Use my weekly meal plans to take the stress out of dinnertime! These premade meal plans and grocery shopping lists are the best way to save time and money while feeding your family healthy and nutritious meals. With a daily main course and mix and match sides, dinner just got a whole lot easier!
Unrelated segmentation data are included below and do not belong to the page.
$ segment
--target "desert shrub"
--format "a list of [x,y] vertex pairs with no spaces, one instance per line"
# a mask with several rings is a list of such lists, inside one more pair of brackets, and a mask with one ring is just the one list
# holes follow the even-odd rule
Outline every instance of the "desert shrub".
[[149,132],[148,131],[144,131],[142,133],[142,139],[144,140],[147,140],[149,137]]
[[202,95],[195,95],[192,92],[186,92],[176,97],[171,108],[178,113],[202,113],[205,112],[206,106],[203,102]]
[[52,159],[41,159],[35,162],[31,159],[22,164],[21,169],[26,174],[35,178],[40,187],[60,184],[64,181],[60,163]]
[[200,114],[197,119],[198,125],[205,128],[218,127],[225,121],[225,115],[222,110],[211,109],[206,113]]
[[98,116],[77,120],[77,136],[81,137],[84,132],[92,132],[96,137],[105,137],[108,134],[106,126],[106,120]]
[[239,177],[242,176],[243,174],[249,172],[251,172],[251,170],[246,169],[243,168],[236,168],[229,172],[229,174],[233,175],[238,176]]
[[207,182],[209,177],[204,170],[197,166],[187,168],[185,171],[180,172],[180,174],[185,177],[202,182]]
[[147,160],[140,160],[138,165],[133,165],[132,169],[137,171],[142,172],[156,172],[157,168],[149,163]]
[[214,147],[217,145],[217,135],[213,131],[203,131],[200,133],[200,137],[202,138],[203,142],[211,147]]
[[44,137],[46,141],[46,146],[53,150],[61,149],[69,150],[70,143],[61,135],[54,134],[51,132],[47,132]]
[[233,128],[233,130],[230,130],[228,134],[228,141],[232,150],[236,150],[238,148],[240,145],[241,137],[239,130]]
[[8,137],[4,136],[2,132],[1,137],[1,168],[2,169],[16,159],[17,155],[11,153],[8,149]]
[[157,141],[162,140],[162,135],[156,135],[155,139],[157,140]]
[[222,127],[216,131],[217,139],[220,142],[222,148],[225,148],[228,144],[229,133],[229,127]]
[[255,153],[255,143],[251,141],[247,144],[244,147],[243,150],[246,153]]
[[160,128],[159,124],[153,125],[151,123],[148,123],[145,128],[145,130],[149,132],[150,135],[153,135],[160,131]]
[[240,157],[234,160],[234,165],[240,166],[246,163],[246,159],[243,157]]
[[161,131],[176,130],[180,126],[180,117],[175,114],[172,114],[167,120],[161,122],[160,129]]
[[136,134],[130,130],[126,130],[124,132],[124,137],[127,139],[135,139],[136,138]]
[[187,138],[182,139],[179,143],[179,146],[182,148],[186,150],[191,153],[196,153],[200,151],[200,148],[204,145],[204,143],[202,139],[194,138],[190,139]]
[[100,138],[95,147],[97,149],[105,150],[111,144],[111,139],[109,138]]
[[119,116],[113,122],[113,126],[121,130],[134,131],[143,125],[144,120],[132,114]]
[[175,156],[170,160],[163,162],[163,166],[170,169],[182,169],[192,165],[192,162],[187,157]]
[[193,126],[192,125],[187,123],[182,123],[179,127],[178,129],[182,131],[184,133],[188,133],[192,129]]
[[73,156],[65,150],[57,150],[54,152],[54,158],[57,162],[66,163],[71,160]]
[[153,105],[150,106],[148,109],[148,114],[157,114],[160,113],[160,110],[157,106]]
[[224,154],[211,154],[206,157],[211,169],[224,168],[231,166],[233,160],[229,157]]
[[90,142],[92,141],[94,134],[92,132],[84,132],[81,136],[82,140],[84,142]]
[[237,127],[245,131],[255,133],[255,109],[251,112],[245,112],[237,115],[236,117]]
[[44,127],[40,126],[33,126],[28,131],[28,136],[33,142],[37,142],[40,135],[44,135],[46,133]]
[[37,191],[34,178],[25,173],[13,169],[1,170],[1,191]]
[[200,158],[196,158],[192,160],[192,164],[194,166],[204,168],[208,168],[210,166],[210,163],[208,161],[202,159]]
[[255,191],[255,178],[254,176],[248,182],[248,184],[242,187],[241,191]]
This week’s meal plan includes: Filipino chicken adobo with watermelon cucumber salad, shrimp scampi pasta, shakshuka and garlic bread, pork chops with apples and red onions, basil gremolata topped salmon with roasted Brussels sprouts, and eggs Benedict for Sunday brunch.
To simplify your grocery shopping list:
- Watermelon used in Asian salad and strawberry arugula salad. Bell peppers used in Asian watermelon salad and shakshuka. Eggs used in the shakshuka and eggs Benedict. Grab a bag of red onions as they are used in several recipes throughout the week.
- Serve some crusty bread with the shrimp pasta and shakshuka so you can sop up every last bit of yummy sauce. Or make a batch of garlic bread.
- Chicken legs would work for the chicken adobo, it’s just important that you use a bone-in, skin-on cut of chicken. Chicken breasts are far too lean. Bonus that bone-in chicken is cheaper.
- Use frozen shrimp for ease for the shrimp scampi. Shrimp in the shell will be cheaper and more flavorful.
- Serve the strawberry watermelon salad with shrimp pasta, pork chops, and/or salmon. Or grab a couple bagged salads at the store.
- Serve Brussels sprouts with pork chops and/or salmon.
How to Print Shopping List
- Click on the shopping cart icon below.
- Select which meals you would like to include. You may also adjust serving sizes at this time.
- Click on the shopping cart logo again to generate your shopping list.
- Once your shopping list is generated, you can print it out by clicking on the printer icon.
Meal Prep & Leftover Tips

Filipino Chicken Adobo: Let the chicken sit on your counter for 20-30 minutes before searing. This will help it brown more evenly and develop a darker crust.

Shrimp Scampi Pasta: Use a white wine you’d actually drink; it doesn’t need to be expensive, it just needs to taste good. You can replace the wine with chicken or veggie stock.

Shakshuka: Add some sautéed kale, spinach, or marinated artichokes after your onions and peppers cook, and top with avocado, microgreens, or green onions. Instead of harissa paste, you could use red pepper flakes or chili powder.

Pork Chops with Apples: To prevent pork chops from drying out, bring them to room temperature before cooking to help them cook more evenly. Use a meat thermometer and cook pork chops just until they reach 145°F followed by a 5-minute rest.

Salmon with Basil Gremolata: When cooking salmon, it’s best to start cooking the skin first (skin-side down in the pan). This creates a crispy crust on the meaty side and the fish doesn’t curl at the ends as it cooks.

Eggs Benedict: Hollandaise may look and sound fancy but did you know you can make it in a blender, using just 4 ingredients, and that my recipe only takes 3 minutes?

Strawberry Arugula Salad: Ingredients can be switched out for just about any fruit, cheese, or nuts you have on hand. Use spinach or spring leaf lettuce. Try blueberries, blackberries, apples, peaches, nectarines, or plums. Swap the watermelon for cantaloupe or honeydew.

Brussels Sprouts with Pancetta: Try to find Brussels sprouts that are smaller and more compact—they will be sweeter. The larger the sprouts, the more cabbagey and bitter they will taste.